Purtroppo nella notte di ieri, alle due, Daniele se n’è andato all’ospedale Versilia di Lido di Camaiore dove era ricoverato da qualche settimana per un malessere che aveva avuto. Sembrava, durante la settimana scorsa dovesse essere dimesso ma poi la sua situazione clinica si è complicata fino al tragico epilogo che si è verificato la notte scorsa. Daniele aveva appena 47 anni ma li ha vissuti tutti con grande intensità.


Era dipendente comunale, lavorava all’ufficio Anagrafe ed era il presidente del movimento Cristiano dei lavoratori di Piano del Quercione, il paese dove viveva con la famiglia.

In molti nella giornata di ieri hanno voluto salutarlo, uno tra i tanti, il suo amico, l’ex consigliere comunale Giovanni Brocchini, che con lui condivideva la militanza nel Mcl: «Daniele è stato per tutti un esempio di vita, un ragazzo con uno spirito e una forza di volontà immensi. Ha sempre superato col sorriso ogni avversità che la vita gli ha messo davanti e lo ha fatto con grande tenacia, Perdiamo una delle colonne della comunità di Piano del Quercione».
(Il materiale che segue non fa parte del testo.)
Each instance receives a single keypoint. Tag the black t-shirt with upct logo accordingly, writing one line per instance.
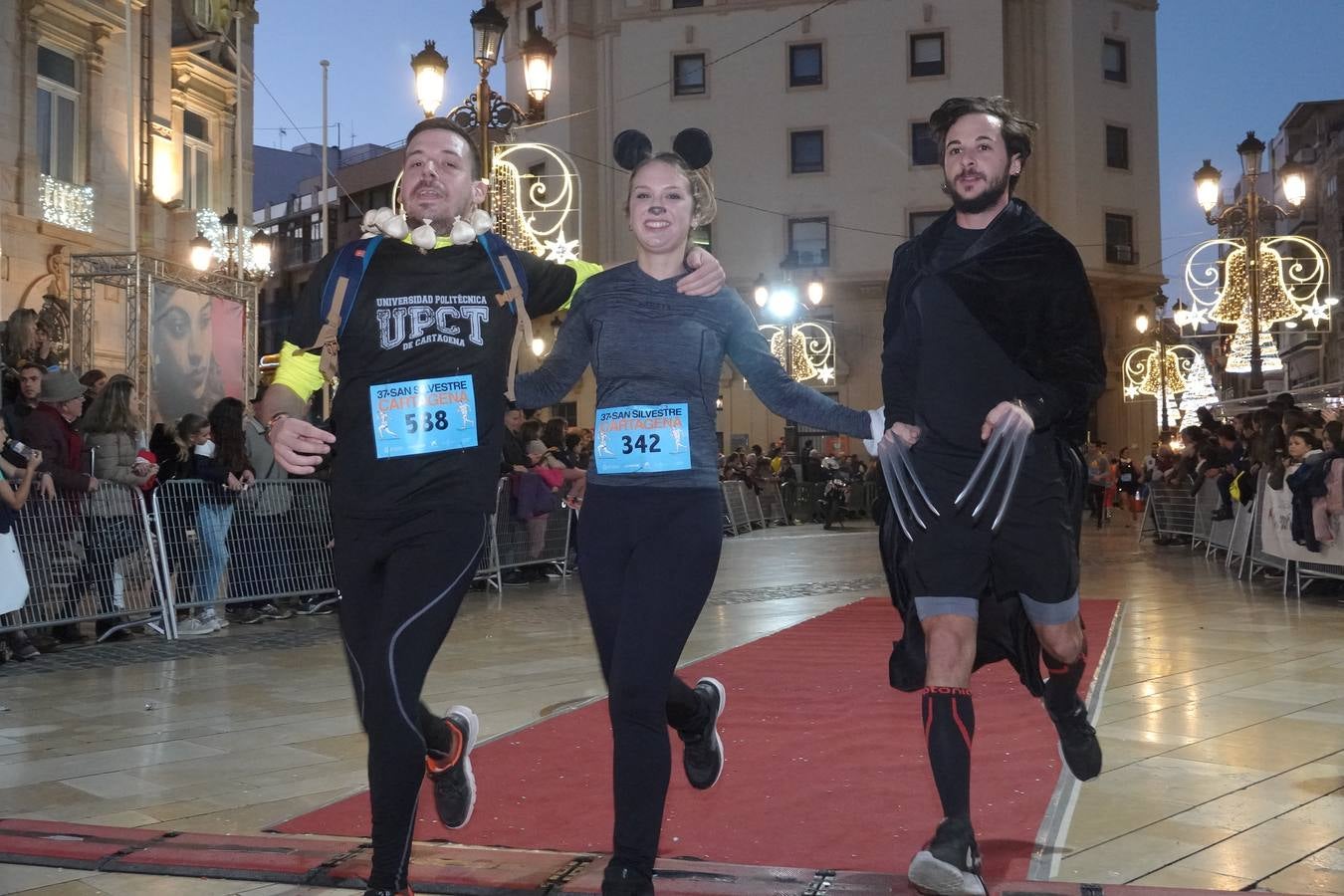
(422, 316)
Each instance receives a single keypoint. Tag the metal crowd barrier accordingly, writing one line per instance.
(737, 507)
(1170, 512)
(772, 506)
(88, 558)
(519, 545)
(217, 547)
(1239, 541)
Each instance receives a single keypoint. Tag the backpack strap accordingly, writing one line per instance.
(508, 270)
(338, 300)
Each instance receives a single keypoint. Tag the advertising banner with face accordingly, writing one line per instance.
(196, 352)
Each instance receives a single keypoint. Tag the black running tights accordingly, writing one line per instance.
(647, 559)
(400, 585)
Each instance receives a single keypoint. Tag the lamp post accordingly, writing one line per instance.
(234, 265)
(1141, 324)
(486, 109)
(1243, 219)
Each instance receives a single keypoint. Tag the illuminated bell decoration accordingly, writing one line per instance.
(802, 368)
(1233, 303)
(1152, 381)
(1239, 353)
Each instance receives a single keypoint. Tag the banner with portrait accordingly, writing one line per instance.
(195, 352)
(1277, 531)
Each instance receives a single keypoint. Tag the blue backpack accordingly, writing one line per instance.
(348, 272)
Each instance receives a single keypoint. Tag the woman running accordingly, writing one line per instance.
(653, 499)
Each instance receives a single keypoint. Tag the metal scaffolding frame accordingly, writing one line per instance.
(134, 276)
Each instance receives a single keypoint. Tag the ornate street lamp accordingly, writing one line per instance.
(1244, 218)
(237, 264)
(538, 65)
(430, 69)
(486, 111)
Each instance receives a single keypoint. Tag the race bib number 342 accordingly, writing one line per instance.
(423, 416)
(642, 438)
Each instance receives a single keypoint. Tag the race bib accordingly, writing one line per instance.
(423, 416)
(642, 438)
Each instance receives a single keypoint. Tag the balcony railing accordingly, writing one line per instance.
(66, 204)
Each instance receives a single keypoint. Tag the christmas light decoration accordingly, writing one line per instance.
(812, 349)
(1294, 276)
(1174, 414)
(66, 204)
(1199, 391)
(1152, 381)
(1239, 352)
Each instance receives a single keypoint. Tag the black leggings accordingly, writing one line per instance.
(647, 559)
(400, 587)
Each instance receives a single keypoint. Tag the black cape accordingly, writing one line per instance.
(1025, 287)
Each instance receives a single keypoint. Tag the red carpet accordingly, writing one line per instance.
(824, 764)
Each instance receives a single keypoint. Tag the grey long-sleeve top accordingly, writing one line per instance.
(655, 350)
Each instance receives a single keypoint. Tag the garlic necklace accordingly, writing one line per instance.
(384, 220)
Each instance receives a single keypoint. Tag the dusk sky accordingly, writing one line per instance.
(1225, 68)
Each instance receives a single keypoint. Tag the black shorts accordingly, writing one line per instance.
(1033, 551)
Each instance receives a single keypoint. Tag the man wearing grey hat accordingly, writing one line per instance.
(50, 430)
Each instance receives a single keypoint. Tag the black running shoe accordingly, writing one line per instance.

Lo ha salutato pubblicamente anche l’ex sindaco Fabrizio Larini: «Nonostante la sua vita non sia stata facile Daniele è sempre stata una persona speciale amata e benvoluta da tutti i colleghi. Come suo ex sindaco posso dire di avere avuto sempre con un rapporto speciale. Condoglianze alla famiglia e riposa in pace Daniele».

Mauro Parducci, dirigente dell’ufficio in cui lavorava Daniele, lo ricorda con grande tenerezza: «Quando sono arrivato a lavorare a Massarosa mi sono trovato di fronte una persona dall’entusiasmo contagioso, un grande lavoratore e una persona corretta - racconta al Tirreno - proprio per queste sue qualità, ho deciso di dare a lui alcune deleghe che ha portato sempre con grandissimo orgoglio e dedizione. Oggi viene a mancare un elemento importante della squadra».

Ma la cosa più bella di Daniele era la capacità di vivere con leggerezza la sua disabilità arrivata inattesa a 14 anni con un maledetto tuffo in mare. Lascia la mamma, Nina Raspante, il padre, Graziano Graziani e la sorella Martina. Il funerale si svolgerà oggi pomeriggio alle 16 alla parrocchia di Piano del Quercione.